The good old-fashioned papers are probably not going to disappear as publication units, in particular for high-impact studies reporting novel and deep insights. It is also not the point here to propose dumping every scientist's hard drive into the web. Data-rich publications would be published only when the authors would feel it appropriate. There might thus be some equilibrium to find between papers that will never be read except by a text mining engine and pure datasets, published as a resource, easier to search, to mine and to integrate.
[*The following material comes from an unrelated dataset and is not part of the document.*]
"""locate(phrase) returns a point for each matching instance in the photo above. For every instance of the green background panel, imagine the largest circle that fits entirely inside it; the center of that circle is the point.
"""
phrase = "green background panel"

This dialectic may ultimately boil down to the issue of how well will text mining and data integration technologies perform in the future.

In any case, within the context of the current debate about the saturation of the peer-review system, I wonder whether a data-centric form of scientific publishing could help to release somewhat the pressure. Reviewing of datasets might be quicker and could rely more on standardized evaluation parameters. If assorted with proper credit attribution mechanisms and metrics of impact, data-rich (or even data-only) publications may represent an alternative model complementing the traditional 'paper' format. It would prevent the loss of useful data otherwise buried in verbal descriptions and, most importantly, would hopefully stimulate web-wide integration of disparate datasets.